Le Cap Sizun autrefois raconté par Blandine Meil (4/14)
une naissance en 1925
Jeanne rassemble une brassée de linge sale et s’en va au lavoir, mouille, frotte, savonne, tord et claque le battoir, à genoux durant des heures. Est-ce pour bientôt Chann ? lui demandent les commères du lavoir. Jeanne, tout à son affaire, se dépêche car elle vient de sentir les premières douleurs prédisposant à ma naissance. Hissant son panier de linge mouillé sur sa tête, une main sur la hanche , l’autre en l’air sur l’anse du panier, elle grimpe le chemin caillouteux en se dandinant et hahanant jusqu’au village.
Il était temps! En entrant dans la maison, elle perdit ses eaux.
Éloigne les petites dit Maman à sa soeur Anna. Conduis-les à Mam-goz (grand-mère) du haut du village et trouve quelqu’un pour avertir la commère goz (l’accoucheuse). Ce qui fut fait, l’entraide au village était chose habituelle et coutumière qui allait de soi.
La soeur de grand-père, la tante Jeanne vint assister Maman et l’aider dans ce grand évènement. Puis Maman mit un pied sur une chaise et grimpa dans son lit; celui-ci étant soulevé de terre pour contrer l’humidité car le sol de la chambre est en terre battue.

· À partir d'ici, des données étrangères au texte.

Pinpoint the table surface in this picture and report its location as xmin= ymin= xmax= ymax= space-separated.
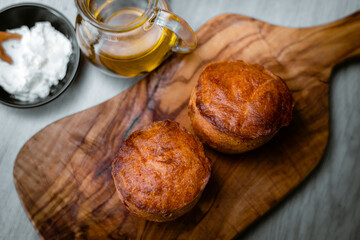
xmin=0 ymin=0 xmax=360 ymax=240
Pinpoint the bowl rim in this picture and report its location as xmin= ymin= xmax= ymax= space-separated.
xmin=0 ymin=2 xmax=80 ymax=108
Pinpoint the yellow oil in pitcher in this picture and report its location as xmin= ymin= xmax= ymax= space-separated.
xmin=77 ymin=0 xmax=177 ymax=77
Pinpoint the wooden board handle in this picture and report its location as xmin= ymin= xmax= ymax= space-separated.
xmin=255 ymin=11 xmax=360 ymax=83
xmin=305 ymin=11 xmax=360 ymax=67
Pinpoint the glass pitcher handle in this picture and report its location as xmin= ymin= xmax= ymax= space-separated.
xmin=154 ymin=9 xmax=197 ymax=53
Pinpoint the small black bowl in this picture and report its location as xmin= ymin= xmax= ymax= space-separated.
xmin=0 ymin=3 xmax=80 ymax=108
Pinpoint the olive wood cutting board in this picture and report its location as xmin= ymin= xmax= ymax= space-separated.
xmin=14 ymin=12 xmax=360 ymax=239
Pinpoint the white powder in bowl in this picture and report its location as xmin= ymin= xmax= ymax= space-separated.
xmin=0 ymin=22 xmax=72 ymax=102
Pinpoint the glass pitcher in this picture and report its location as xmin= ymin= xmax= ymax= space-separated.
xmin=75 ymin=0 xmax=196 ymax=77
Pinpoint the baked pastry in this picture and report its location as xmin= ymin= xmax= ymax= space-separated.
xmin=112 ymin=120 xmax=211 ymax=222
xmin=189 ymin=61 xmax=294 ymax=153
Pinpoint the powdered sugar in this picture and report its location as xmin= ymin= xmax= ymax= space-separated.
xmin=0 ymin=22 xmax=72 ymax=102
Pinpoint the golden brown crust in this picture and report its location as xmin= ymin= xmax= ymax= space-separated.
xmin=189 ymin=61 xmax=294 ymax=153
xmin=196 ymin=61 xmax=294 ymax=139
xmin=112 ymin=120 xmax=210 ymax=221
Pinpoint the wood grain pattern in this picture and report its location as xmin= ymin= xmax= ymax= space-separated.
xmin=14 ymin=12 xmax=360 ymax=239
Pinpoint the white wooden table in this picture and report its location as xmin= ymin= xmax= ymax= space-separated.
xmin=0 ymin=0 xmax=360 ymax=240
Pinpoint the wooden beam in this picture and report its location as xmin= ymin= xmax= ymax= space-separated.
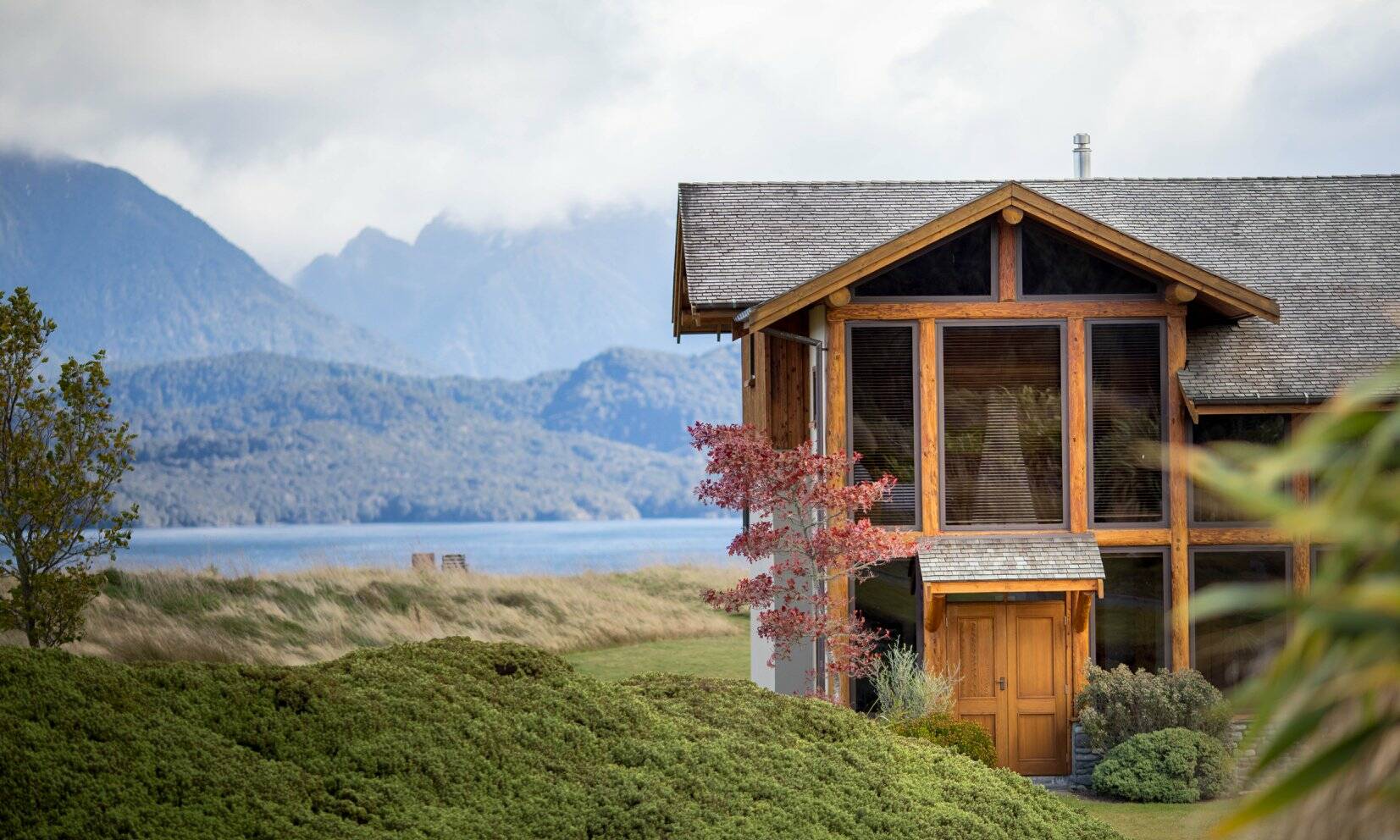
xmin=924 ymin=578 xmax=1104 ymax=595
xmin=1065 ymin=318 xmax=1089 ymax=533
xmin=918 ymin=318 xmax=939 ymax=535
xmin=827 ymin=301 xmax=1186 ymax=321
xmin=1166 ymin=317 xmax=1192 ymax=671
xmin=997 ymin=219 xmax=1021 ymax=302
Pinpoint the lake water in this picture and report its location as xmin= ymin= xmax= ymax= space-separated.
xmin=114 ymin=519 xmax=739 ymax=574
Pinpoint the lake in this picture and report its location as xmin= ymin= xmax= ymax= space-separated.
xmin=114 ymin=519 xmax=739 ymax=574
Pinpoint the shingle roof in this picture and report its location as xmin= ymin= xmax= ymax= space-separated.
xmin=680 ymin=175 xmax=1400 ymax=403
xmin=918 ymin=533 xmax=1104 ymax=581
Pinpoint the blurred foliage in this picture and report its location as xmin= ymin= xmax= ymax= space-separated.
xmin=1192 ymin=360 xmax=1400 ymax=840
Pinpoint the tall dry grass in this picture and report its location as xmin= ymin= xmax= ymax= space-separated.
xmin=0 ymin=566 xmax=744 ymax=665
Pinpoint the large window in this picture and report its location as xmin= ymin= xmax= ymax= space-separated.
xmin=938 ymin=323 xmax=1065 ymax=528
xmin=1192 ymin=546 xmax=1289 ymax=688
xmin=851 ymin=223 xmax=997 ymax=300
xmin=1093 ymin=549 xmax=1170 ymax=672
xmin=1087 ymin=322 xmax=1165 ymax=525
xmin=847 ymin=323 xmax=920 ymax=528
xmin=1016 ymin=218 xmax=1158 ymax=297
xmin=1192 ymin=414 xmax=1291 ymax=525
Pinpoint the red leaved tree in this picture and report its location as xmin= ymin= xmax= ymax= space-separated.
xmin=689 ymin=423 xmax=911 ymax=696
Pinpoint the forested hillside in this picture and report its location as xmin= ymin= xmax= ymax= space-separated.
xmin=112 ymin=345 xmax=739 ymax=525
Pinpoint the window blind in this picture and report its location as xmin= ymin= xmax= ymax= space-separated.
xmin=939 ymin=325 xmax=1064 ymax=528
xmin=849 ymin=323 xmax=918 ymax=528
xmin=1089 ymin=323 xmax=1164 ymax=525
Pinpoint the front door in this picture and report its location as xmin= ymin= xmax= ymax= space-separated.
xmin=946 ymin=600 xmax=1070 ymax=776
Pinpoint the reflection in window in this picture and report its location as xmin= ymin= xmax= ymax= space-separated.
xmin=1093 ymin=551 xmax=1168 ymax=671
xmin=1089 ymin=323 xmax=1164 ymax=523
xmin=851 ymin=560 xmax=920 ymax=711
xmin=853 ymin=224 xmax=993 ymax=298
xmin=849 ymin=323 xmax=918 ymax=528
xmin=1192 ymin=414 xmax=1291 ymax=522
xmin=1019 ymin=218 xmax=1156 ymax=297
xmin=1192 ymin=549 xmax=1288 ymax=688
xmin=941 ymin=325 xmax=1064 ymax=527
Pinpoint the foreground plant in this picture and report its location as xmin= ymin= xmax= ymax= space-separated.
xmin=1192 ymin=362 xmax=1400 ymax=840
xmin=690 ymin=423 xmax=911 ymax=696
xmin=0 ymin=287 xmax=137 ymax=647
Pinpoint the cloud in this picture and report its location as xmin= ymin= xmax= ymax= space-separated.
xmin=0 ymin=0 xmax=1400 ymax=276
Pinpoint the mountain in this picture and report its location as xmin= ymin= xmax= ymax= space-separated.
xmin=111 ymin=345 xmax=739 ymax=525
xmin=0 ymin=152 xmax=423 ymax=373
xmin=292 ymin=213 xmax=689 ymax=378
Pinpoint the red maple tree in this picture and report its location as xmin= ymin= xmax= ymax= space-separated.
xmin=689 ymin=423 xmax=911 ymax=697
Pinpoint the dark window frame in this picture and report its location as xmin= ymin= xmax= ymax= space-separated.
xmin=843 ymin=321 xmax=924 ymax=532
xmin=1186 ymin=412 xmax=1293 ymax=528
xmin=1089 ymin=546 xmax=1170 ymax=671
xmin=1083 ymin=318 xmax=1170 ymax=531
xmin=1186 ymin=543 xmax=1293 ymax=671
xmin=1015 ymin=220 xmax=1168 ymax=301
xmin=849 ymin=220 xmax=1001 ymax=304
xmin=934 ymin=318 xmax=1070 ymax=532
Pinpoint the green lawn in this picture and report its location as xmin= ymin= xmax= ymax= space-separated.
xmin=1065 ymin=795 xmax=1235 ymax=840
xmin=564 ymin=633 xmax=749 ymax=681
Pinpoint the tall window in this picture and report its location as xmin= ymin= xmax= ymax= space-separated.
xmin=1089 ymin=322 xmax=1165 ymax=525
xmin=1016 ymin=218 xmax=1156 ymax=297
xmin=1192 ymin=547 xmax=1288 ymax=688
xmin=847 ymin=323 xmax=920 ymax=528
xmin=939 ymin=323 xmax=1064 ymax=528
xmin=1192 ymin=414 xmax=1291 ymax=525
xmin=1093 ymin=550 xmax=1168 ymax=671
xmin=851 ymin=223 xmax=995 ymax=300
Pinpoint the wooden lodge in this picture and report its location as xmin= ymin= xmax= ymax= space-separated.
xmin=672 ymin=152 xmax=1400 ymax=776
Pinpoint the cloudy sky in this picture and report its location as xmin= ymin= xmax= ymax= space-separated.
xmin=0 ymin=0 xmax=1400 ymax=277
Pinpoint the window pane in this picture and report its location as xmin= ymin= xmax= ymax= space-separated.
xmin=1019 ymin=218 xmax=1156 ymax=296
xmin=1192 ymin=414 xmax=1289 ymax=522
xmin=942 ymin=325 xmax=1064 ymax=525
xmin=851 ymin=560 xmax=920 ymax=711
xmin=853 ymin=224 xmax=991 ymax=297
xmin=1093 ymin=551 xmax=1168 ymax=671
xmin=1192 ymin=549 xmax=1288 ymax=688
xmin=849 ymin=325 xmax=918 ymax=527
xmin=1089 ymin=323 xmax=1162 ymax=523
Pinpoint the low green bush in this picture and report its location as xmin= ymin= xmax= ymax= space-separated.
xmin=0 ymin=638 xmax=1119 ymax=840
xmin=1093 ymin=728 xmax=1233 ymax=802
xmin=1076 ymin=665 xmax=1231 ymax=753
xmin=890 ymin=714 xmax=997 ymax=767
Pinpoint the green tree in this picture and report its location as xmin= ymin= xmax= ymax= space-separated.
xmin=0 ymin=287 xmax=137 ymax=647
xmin=1192 ymin=360 xmax=1400 ymax=840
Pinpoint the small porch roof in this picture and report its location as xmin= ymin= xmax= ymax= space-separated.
xmin=918 ymin=533 xmax=1104 ymax=588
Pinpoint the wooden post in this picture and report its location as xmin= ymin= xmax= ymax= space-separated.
xmin=1289 ymin=414 xmax=1312 ymax=594
xmin=1065 ymin=318 xmax=1089 ymax=533
xmin=1166 ymin=315 xmax=1192 ymax=671
xmin=997 ymin=218 xmax=1016 ymax=301
xmin=918 ymin=318 xmax=938 ymax=533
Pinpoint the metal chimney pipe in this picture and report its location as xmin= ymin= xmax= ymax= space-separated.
xmin=1074 ymin=135 xmax=1093 ymax=178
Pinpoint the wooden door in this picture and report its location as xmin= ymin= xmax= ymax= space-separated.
xmin=946 ymin=600 xmax=1070 ymax=776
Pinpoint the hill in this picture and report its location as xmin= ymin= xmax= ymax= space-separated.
xmin=0 ymin=638 xmax=1117 ymax=840
xmin=0 ymin=152 xmax=423 ymax=373
xmin=292 ymin=213 xmax=703 ymax=378
xmin=111 ymin=345 xmax=739 ymax=525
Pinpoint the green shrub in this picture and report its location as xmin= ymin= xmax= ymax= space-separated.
xmin=1093 ymin=728 xmax=1233 ymax=802
xmin=890 ymin=714 xmax=997 ymax=767
xmin=0 ymin=638 xmax=1117 ymax=840
xmin=1076 ymin=665 xmax=1229 ymax=753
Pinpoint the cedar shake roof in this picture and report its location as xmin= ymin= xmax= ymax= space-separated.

Merveilleuse Mère!
Encouragée par sa tante Jeanne , elle souffre pousse, halète, pousse encore et crie ! moi aussi je fais de mon mieux pour émerger au grand jour ! Je ne sais quelle fut la part de l’accoucheuse, mais maman et moi nous fîmes bien des efforts. Et me voilà!
On me fit une belle toilette. On m’habilla d’une chemise de coton fin garnie de dentelle à l’encolure, on m’emmaillota de langes molletonnés, on m’enfila une brassière tricotée main par maman bien sûr, on me coiffa d’un bonnet de coton blanc, on me banda des pieds aux aisselles comme une momie; cette coutume du bandage disparut vers les années trente cinq.